Salt-Sensitive Signaling Networks in the Mediation of K(+)/Na(+) Homeostasis Gene Expression in Glycyrrhiza uralensis Roots.

We investigated the effects of salt-sensitive signaling molecules on ionic fluxes and gene expression related to K(+)/Na(+) homeostasis in a perennial herb, Glycyrrhiza uralensis, during short-term NaCl stress (100 mM, 24 h). Salt treatment caused more pronounced Na(+) accumulation in root cells than in leaf cells. Na(+) ions were mostly compartmentalized in vacuoles. Roots exposed to NaCl showed increased levels of extracellular ATP (eATP), cytosolic Ca(2+), H2O2, and NO. Steady-state flux recordings revealed that these salt-sensitive signaling molecules enhanced NaCl-responsive Na(+) efflux, due to the activated Na(+)/H(+) antiport system in the plasma membrane (PM). Moreover, salt-elicited K(+) efflux, which was mediated by depolarization-activated cation channels, was reduced with the addition of Ca(2+), H2O2, NO, and eATP. The salt-adaptive effects of these molecules (Na(+) extrusion and K(+) maintenance) were reduced by pharmacological agents, including LaCl3 (a PM Ca(2+) channel inhibitor), DMTU (a reactive oxygen species scavenger), cPTIO (an NO scavenger), or PPADS (an antagonist of animal PM purine P2 receptors). RT-qPCR data showed that the activation of the PM Na(+)/H(+) antiport system in salinized roots most likely resulted from the upregulation of two genes, GuSOS1 and GuAHA, which encoded the PM Na(+)/H(+) antiporter, salt overly sensitive 1 (SOS1), and H(+)-ATPase, respectively. Clear interactions occurred between these salt-sensitive agonists to accelerate transcription of salt-responsive signaling pathway genes in G. uralensis roots.

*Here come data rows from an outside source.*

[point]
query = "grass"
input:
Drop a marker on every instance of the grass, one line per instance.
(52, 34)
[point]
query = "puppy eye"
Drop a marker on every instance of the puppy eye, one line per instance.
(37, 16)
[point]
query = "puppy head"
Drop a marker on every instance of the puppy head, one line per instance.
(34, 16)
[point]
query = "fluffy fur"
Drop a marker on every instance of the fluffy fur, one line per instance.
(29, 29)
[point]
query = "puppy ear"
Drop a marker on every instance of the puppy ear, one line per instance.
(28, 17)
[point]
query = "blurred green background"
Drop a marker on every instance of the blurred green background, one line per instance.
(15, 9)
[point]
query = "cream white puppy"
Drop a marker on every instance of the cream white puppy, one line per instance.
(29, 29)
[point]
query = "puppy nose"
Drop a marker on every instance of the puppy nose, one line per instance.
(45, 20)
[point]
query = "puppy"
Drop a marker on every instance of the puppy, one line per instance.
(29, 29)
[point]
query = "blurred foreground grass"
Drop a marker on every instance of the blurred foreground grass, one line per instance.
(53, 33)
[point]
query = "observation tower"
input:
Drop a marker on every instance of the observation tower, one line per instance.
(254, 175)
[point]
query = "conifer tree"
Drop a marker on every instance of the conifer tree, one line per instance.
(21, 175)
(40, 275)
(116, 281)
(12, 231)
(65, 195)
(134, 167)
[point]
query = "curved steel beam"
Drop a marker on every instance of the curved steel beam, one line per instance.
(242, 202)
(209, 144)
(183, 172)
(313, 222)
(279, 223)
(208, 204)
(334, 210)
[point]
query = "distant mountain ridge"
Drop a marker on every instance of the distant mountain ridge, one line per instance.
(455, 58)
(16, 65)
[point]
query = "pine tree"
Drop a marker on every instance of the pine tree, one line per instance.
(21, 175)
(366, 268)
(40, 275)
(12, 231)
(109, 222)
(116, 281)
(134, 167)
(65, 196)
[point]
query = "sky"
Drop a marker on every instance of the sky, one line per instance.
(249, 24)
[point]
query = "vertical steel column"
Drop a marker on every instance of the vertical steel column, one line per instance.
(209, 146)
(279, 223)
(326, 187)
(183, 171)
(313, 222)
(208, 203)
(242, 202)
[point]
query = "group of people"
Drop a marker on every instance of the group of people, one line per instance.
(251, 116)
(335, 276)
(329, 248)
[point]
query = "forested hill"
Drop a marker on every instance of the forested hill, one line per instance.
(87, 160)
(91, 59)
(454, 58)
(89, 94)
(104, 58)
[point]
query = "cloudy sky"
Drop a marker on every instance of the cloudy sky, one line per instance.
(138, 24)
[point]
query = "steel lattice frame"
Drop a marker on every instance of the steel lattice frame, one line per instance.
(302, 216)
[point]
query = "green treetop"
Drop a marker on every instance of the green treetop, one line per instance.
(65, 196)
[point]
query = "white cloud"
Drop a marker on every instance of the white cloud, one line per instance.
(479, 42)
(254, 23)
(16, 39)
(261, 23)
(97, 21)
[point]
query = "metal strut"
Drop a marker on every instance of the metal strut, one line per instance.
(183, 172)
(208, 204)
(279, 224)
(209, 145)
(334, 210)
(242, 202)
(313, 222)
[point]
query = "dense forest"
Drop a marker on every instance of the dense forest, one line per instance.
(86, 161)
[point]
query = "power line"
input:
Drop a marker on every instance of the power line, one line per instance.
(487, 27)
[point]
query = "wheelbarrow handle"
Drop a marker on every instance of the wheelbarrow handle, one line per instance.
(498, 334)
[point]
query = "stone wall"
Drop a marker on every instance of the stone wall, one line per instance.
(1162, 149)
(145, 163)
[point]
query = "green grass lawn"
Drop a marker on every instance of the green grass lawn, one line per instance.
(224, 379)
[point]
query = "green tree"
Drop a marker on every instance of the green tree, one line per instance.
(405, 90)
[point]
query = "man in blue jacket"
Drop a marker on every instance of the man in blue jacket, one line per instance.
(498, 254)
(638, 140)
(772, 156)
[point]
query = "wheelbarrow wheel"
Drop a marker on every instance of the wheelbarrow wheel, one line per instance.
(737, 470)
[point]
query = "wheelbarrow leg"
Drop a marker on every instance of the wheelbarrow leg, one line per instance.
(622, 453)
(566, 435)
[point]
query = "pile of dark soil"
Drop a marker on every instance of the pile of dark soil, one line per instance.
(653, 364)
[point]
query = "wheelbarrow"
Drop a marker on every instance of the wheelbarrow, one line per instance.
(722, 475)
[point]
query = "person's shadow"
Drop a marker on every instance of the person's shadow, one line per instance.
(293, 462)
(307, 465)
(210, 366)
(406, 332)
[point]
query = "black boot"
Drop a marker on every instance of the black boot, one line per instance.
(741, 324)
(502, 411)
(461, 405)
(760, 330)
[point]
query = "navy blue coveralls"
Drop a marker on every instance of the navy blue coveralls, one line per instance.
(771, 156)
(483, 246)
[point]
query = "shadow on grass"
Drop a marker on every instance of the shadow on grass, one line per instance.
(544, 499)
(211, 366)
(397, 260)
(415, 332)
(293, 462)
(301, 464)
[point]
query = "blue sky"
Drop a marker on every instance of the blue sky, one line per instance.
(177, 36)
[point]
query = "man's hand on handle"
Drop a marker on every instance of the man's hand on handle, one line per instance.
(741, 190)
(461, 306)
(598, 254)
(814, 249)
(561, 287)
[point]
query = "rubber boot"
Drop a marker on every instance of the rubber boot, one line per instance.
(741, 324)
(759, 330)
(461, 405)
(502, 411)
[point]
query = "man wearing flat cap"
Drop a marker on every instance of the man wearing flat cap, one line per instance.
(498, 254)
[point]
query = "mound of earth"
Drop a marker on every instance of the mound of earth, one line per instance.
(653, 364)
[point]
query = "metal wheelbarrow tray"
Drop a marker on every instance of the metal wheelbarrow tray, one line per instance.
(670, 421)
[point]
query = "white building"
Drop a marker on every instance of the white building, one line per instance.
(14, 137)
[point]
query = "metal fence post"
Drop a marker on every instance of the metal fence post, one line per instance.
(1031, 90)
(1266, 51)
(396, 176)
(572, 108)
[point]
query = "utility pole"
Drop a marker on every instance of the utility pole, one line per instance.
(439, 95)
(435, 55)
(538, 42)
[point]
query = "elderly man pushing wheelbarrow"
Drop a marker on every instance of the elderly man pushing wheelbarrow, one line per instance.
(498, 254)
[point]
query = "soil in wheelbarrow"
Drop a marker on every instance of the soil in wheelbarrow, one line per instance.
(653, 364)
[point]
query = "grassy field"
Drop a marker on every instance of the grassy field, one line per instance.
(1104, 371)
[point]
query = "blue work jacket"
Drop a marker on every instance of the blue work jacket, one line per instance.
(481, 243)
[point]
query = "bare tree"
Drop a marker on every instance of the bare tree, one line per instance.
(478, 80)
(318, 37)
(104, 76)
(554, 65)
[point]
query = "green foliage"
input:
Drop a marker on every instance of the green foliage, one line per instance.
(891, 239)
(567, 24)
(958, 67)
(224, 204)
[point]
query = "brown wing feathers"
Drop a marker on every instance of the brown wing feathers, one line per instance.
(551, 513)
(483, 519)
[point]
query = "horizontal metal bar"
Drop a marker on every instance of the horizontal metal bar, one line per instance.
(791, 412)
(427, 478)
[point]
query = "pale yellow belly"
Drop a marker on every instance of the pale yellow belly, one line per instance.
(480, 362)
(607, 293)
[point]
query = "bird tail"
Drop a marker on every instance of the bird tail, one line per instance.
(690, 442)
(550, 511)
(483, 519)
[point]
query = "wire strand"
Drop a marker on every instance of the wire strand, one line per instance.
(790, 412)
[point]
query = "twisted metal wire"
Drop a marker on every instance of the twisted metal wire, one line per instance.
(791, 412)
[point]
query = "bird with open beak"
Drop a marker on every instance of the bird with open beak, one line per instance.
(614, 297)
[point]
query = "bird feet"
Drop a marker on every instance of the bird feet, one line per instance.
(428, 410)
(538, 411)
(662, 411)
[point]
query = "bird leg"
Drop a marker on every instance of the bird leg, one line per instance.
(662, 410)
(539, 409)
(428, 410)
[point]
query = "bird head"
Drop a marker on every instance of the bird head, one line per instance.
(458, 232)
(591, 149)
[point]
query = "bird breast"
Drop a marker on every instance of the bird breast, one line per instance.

For example, Ca(2+), H2O2, NO, and eATP promoted transcription of GuSOS3 (salt overly sensitive 3) and/or GuCIPK (CBL-interacting protein kinase) to activate the predominant Ca(2+)-SOS signaling pathway in salinized liquorice roots. eATP, a novel player in the salt response of G. uralensis, increased the transcription of GuSOS3, GuCIPK, GuRbohD (respiratory burst oxidase homolog protein D), GuNIR (nitrate reductase), GuMAPK3, and GuMAPK6 (the mitogen-activated protein kinases 3 and 6). Moreover, GuMAPK3 and GuMAPK6 expression levels were enhanced by H2O2 in NaCl-stressed G. uralensis roots. Our results indicated that eATP triggered downstream components and interacted with Ca(2+), H2O2, and NO signaling to maintain K(+)/Na(+) homeostasis. We propose that a multiple signaling network regulated K(+)/Na(+) homeostasis in NaCl-stressed G. uralensis roots.